Table 4. Reconstruction performance evaluation of the different methods.

Method	Position Error			Number of Artifacts	Processing Time
	X-Direction	Y-Direction	Z-Direction
Proposed method	1.02 cm (1.71%)	0.26 cm (1.32%)	1.30 cm (1.30%)	0	3.73 s
Ray-based tomography	6.71 cm (11.18%)	-	3.27 cm (3.27%)	3	4.59 s
FWI	13.87 cm (23.11%)	0.84 cm (4.18%)	4.26 cm (4.26%)	1	13.05 h

summarizes the reconstruction performances of the three methods. CGPR2VOX achieves reconstruction errors of 1.02 cm, 0.26 cm, and 1.30 cm in the X-, Y- and Z-direction, respectively, with corresponding relative errors of 1.71%, 1.32%, and 1.30%. These results demonstrate a remarkable generalization ability of the proposed method, as the CGPR2VOX model trained with synthetic crosshole GPR data is successfully applied to real-world data interpretation. Quantitative evaluations also indicate that our method significantly outperforms the comparative methods in permittivity reconstruction across all directions and does not produce any artifacts. Furthermore, since the trained CGPR2VOX operates without the parameter iteration typically required in traditional methods, it also has the shortest processing time, demonstrating the comprehensive superiority of our method.

The disparity in reconstruction performance among the three methods is mainly because of the different ways each method utilizes information from crosshole GPR data. Ray-based tomography relies on travel time information, limiting its ability to recover permittivity distributions beyond close proximity to the measuring lines, resulting in imaging artifacts. Probabilistic FWI can incorporate travel time, amplitude, and phase of the GPR waveforms, allowing it to handle 3D reconstruction from crosshole GPR data. However, it is also substantially affected by boarder noise interference. This sensitivity leads to greater reconstruction errors due to the challenges of accurately acquiring the real-world noise distribution. In contrast, our deep learning-based method designs a neural network structure that non-linearly maps full waveform data to a high-dimensional space, enabling the network to effectively learn complex features associated with permittivity distributions. After training, CGPR2VOX can identify meaningful defect signal features and automatically filter out irrelevant noise, ensuring the accuracy of reconstruction results.

5. Conclusions

In this paper, we proposed a GAN-based approach, named CGPR2VOX, for the 3D reconstruction of defects in retaining structures from crosshole GPR data.
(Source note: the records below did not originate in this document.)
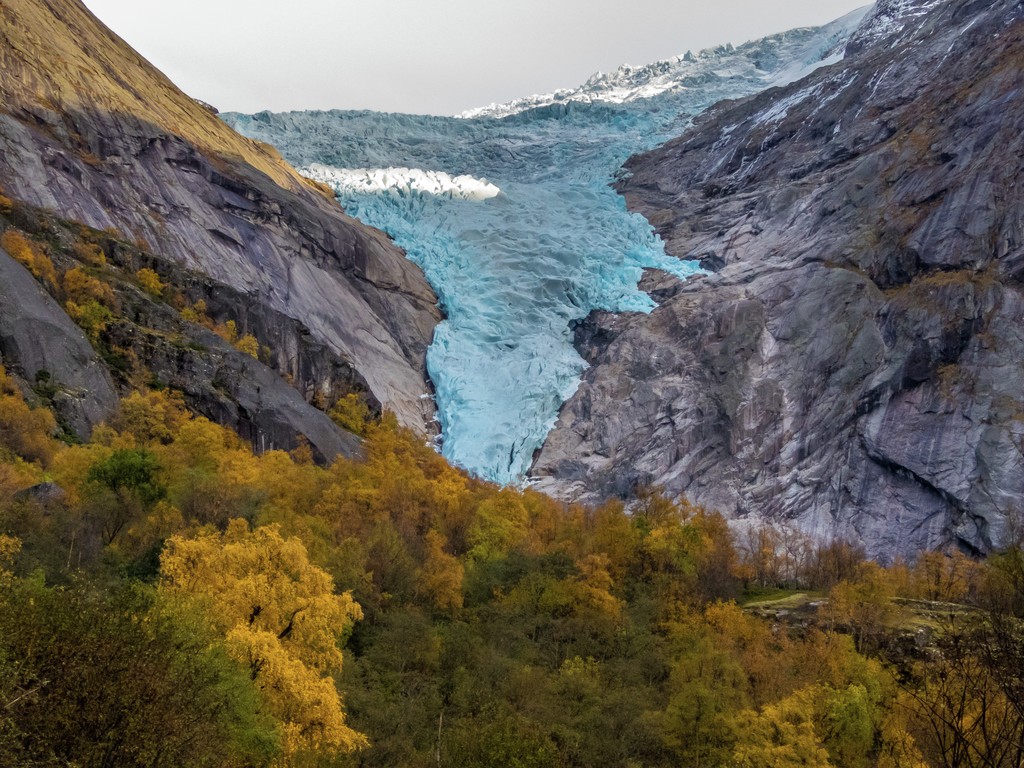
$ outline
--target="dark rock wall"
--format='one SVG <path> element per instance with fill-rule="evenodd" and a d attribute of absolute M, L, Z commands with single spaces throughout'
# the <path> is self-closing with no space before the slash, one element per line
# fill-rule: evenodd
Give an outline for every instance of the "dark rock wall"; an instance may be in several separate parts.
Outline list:
<path fill-rule="evenodd" d="M 630 161 L 670 253 L 596 313 L 540 487 L 663 484 L 876 556 L 987 551 L 1024 507 L 1024 6 L 880 3 L 847 59 Z"/>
By integrating a fully connected layer, a residual network, and a specialized 3D decoder in the generator, the crosshole GPR data can be effectively translated into 3D permittivity voxels. After training on a synthetic dataset, it achieved precision, recall and F1-score of 91.43%, 96.97%, and 94.12%, respectively. The defect reconstruction positions exhibit relative errors of 0.80%, 0.09%, and 1.28% in the X-, Y-, and Z-direction, respectively. An experimental model was conducted to verify the applicability of CGPR2VOX to real-world data, yielding relative position errors of 1.67%, 1.65%, and 1.30% in the X-, Y-, and Z-direction, respectively. Our method outperforms commonly used ray-based tomography and probabilistic FWI methods in both speed and accuracy, providing superior permittivity reconstruction results without artifacts. Furthermore, verification in complex scenarios involving reinforced concrete and EM noise demonstrates the framework’s robustness against interference from unseen abnormal signals.

Future work will focus on enhancing the CGPR2VOX framework by incorporating more diverse training data to support the 3D inversion of physical parameters in the detection area. The method will be explored to leverage multimodal information, and it will achieve higher interpretation accuracy in scenarios involving material heterogeneity, complex geometries, and multipath propagation. In addition, CGPR2VOX will be trained on a broader range of defect types, sizes, and materials, improving its generalization across various real-world applications.